Ingredients:
• 4 – apples, medium sized
• 2 tbsp – Sugar 1/2 tbsp – Lemon juice 1/4 tsp – Saffron
• For stuffing:
• 2 cups – low fat Milk
• 1 cup – low fat curds
• 2 tbsp – powered Sugar
• 1/4 tsp – rose essence
• 2 cups – water
• For garnishing:
• 2 tbsp – sliced Almond
Method:
- For apples: Cut the apples into 2 and core.
- Warm the saffron, rub with a little water until it dissolves and keep aside.
- Mix the sugar, lemon juice, saffron, 2 cups of water and apples in a non-stick pan.

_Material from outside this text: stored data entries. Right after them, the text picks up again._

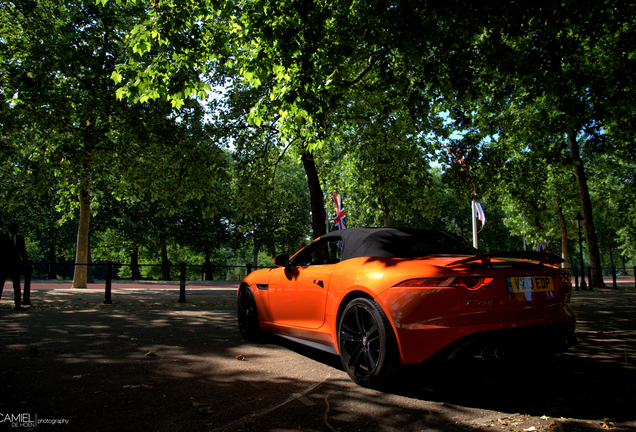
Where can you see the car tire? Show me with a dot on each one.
(247, 315)
(368, 350)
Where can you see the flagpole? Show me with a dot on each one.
(474, 218)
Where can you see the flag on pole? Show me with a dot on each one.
(480, 214)
(339, 220)
(542, 246)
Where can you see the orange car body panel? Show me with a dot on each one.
(303, 302)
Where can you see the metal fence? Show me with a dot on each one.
(606, 271)
(105, 272)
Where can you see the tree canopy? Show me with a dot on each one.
(214, 105)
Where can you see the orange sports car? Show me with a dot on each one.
(384, 297)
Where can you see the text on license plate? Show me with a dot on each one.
(529, 284)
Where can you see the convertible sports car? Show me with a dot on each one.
(383, 297)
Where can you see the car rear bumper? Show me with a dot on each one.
(536, 340)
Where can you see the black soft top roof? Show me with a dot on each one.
(397, 242)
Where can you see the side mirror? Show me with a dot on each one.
(281, 260)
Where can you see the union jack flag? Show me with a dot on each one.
(339, 220)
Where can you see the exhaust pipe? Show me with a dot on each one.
(500, 353)
(570, 341)
(485, 354)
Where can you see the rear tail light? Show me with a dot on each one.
(471, 283)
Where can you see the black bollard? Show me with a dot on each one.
(576, 279)
(28, 271)
(109, 278)
(182, 284)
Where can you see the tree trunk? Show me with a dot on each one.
(318, 214)
(165, 263)
(623, 265)
(586, 208)
(52, 262)
(81, 249)
(209, 275)
(564, 235)
(385, 212)
(134, 263)
(255, 261)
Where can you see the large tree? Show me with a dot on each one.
(60, 109)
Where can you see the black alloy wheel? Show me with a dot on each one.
(367, 346)
(247, 314)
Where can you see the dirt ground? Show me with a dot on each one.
(150, 363)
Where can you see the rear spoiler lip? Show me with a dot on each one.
(541, 257)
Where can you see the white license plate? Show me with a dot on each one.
(529, 284)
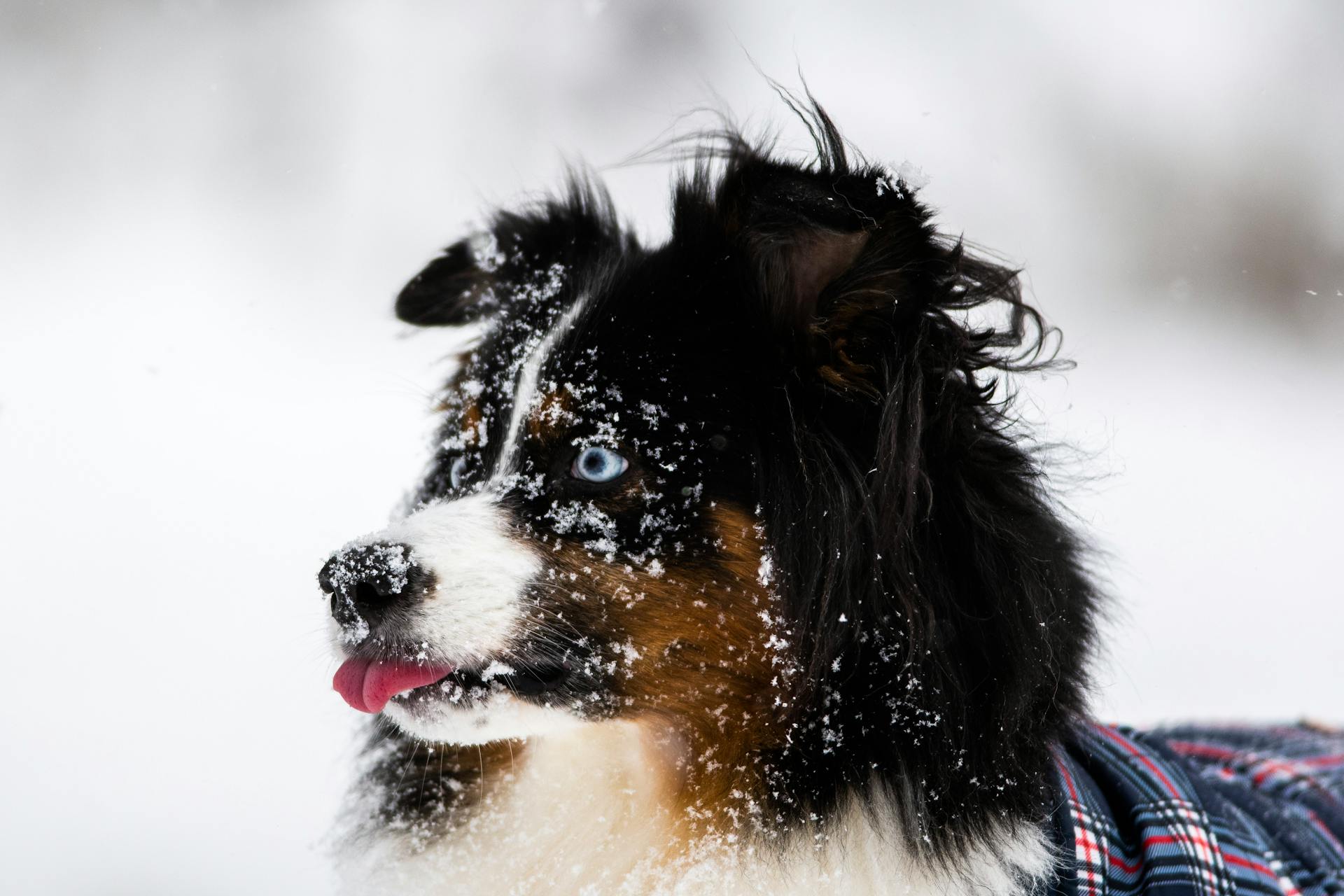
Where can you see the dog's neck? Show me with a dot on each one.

Cook on a slow flame until it becomes soft.
- Remove the apples from the syrup and keep aside.
- Boil the syrup until it thickens.
- Remove from the flame and keep aside.
- For stuffing:
- Boil the milk in a sauce pan, switch off the flame, add the low fat curds and stir till the milk curdles.

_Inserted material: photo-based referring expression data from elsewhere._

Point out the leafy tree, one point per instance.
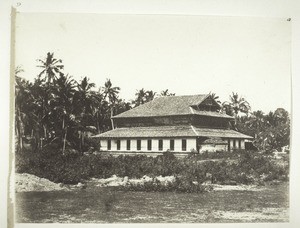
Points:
(166, 93)
(51, 67)
(236, 105)
(143, 97)
(215, 97)
(111, 95)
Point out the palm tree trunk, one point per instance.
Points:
(111, 119)
(65, 135)
(64, 142)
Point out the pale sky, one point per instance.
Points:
(185, 54)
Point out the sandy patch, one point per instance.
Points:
(218, 187)
(25, 182)
(123, 181)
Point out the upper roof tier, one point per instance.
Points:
(172, 106)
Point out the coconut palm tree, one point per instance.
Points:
(215, 97)
(143, 97)
(62, 107)
(51, 68)
(85, 105)
(111, 95)
(166, 93)
(236, 105)
(22, 100)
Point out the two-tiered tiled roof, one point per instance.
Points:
(171, 106)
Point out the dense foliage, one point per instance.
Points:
(57, 110)
(245, 167)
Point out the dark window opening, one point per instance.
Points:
(128, 144)
(118, 144)
(160, 144)
(183, 145)
(109, 144)
(149, 144)
(138, 144)
(172, 144)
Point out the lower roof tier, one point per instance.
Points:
(170, 132)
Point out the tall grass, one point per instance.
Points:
(247, 167)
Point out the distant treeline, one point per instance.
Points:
(57, 110)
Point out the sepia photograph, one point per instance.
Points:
(132, 118)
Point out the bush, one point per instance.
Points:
(71, 168)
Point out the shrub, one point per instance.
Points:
(72, 167)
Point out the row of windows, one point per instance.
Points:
(236, 143)
(149, 144)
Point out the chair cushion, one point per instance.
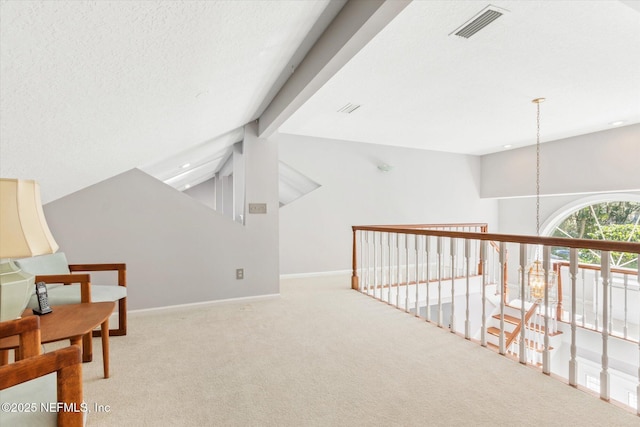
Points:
(45, 264)
(70, 294)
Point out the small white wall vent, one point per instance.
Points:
(349, 108)
(479, 21)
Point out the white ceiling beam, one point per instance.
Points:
(357, 23)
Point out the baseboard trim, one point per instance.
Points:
(315, 274)
(205, 303)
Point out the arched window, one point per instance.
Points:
(613, 219)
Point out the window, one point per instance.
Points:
(610, 220)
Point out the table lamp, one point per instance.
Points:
(23, 233)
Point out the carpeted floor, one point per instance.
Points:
(320, 355)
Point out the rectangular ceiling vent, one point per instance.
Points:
(349, 108)
(479, 21)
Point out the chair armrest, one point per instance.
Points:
(121, 268)
(66, 362)
(29, 330)
(67, 279)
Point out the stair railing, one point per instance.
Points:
(424, 268)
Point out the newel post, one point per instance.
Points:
(354, 262)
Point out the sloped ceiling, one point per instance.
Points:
(418, 86)
(92, 89)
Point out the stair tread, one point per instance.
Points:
(507, 318)
(531, 345)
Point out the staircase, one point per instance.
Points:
(534, 331)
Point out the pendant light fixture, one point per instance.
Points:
(536, 274)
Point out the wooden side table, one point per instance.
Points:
(73, 322)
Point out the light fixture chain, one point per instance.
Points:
(538, 169)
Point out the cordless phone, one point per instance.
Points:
(43, 299)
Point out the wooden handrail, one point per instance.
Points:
(592, 267)
(597, 267)
(604, 245)
(355, 284)
(482, 225)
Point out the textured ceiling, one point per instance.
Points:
(419, 87)
(92, 89)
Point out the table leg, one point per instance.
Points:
(87, 348)
(105, 346)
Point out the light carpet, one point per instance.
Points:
(321, 354)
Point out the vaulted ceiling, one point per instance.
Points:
(92, 89)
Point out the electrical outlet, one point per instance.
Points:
(257, 208)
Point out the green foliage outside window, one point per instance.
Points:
(618, 221)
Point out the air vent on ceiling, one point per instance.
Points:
(479, 21)
(349, 108)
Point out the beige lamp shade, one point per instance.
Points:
(23, 229)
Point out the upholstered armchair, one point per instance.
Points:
(66, 284)
(28, 387)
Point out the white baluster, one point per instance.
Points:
(573, 272)
(501, 341)
(596, 299)
(375, 263)
(406, 288)
(638, 301)
(546, 265)
(390, 246)
(440, 267)
(417, 248)
(398, 270)
(368, 278)
(584, 298)
(523, 326)
(362, 271)
(452, 320)
(467, 261)
(626, 308)
(427, 250)
(604, 374)
(483, 257)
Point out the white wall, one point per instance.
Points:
(205, 192)
(177, 250)
(423, 187)
(598, 162)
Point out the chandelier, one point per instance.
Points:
(537, 280)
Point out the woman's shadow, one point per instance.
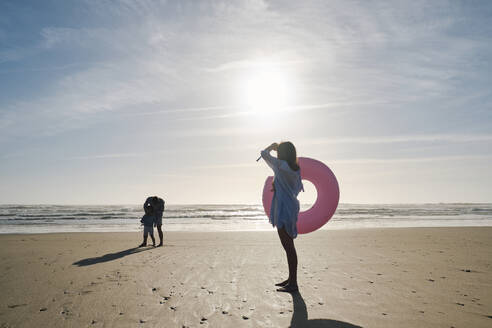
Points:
(300, 317)
(109, 257)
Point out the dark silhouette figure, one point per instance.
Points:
(109, 257)
(300, 317)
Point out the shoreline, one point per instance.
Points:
(376, 277)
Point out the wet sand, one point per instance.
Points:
(406, 277)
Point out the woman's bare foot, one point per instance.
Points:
(283, 283)
(288, 289)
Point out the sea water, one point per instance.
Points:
(91, 218)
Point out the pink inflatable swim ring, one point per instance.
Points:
(326, 203)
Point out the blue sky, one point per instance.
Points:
(106, 102)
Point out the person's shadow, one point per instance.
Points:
(110, 256)
(300, 317)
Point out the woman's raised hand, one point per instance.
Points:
(273, 146)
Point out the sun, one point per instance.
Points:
(265, 90)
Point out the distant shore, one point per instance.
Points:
(245, 217)
(394, 277)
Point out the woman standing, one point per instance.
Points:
(287, 184)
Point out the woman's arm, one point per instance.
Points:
(273, 162)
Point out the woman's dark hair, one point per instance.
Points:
(287, 152)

- Strain when it is still hot and blend in a blender with the remaining ingredients till smooth and keep aside.
- To present:
- Stuff each half of the apple with 2 tbsp stuffing.
- Arrange them on the plate and pour the syrup on top, refrigerate to chill. Serve chilled garnished with almond slices.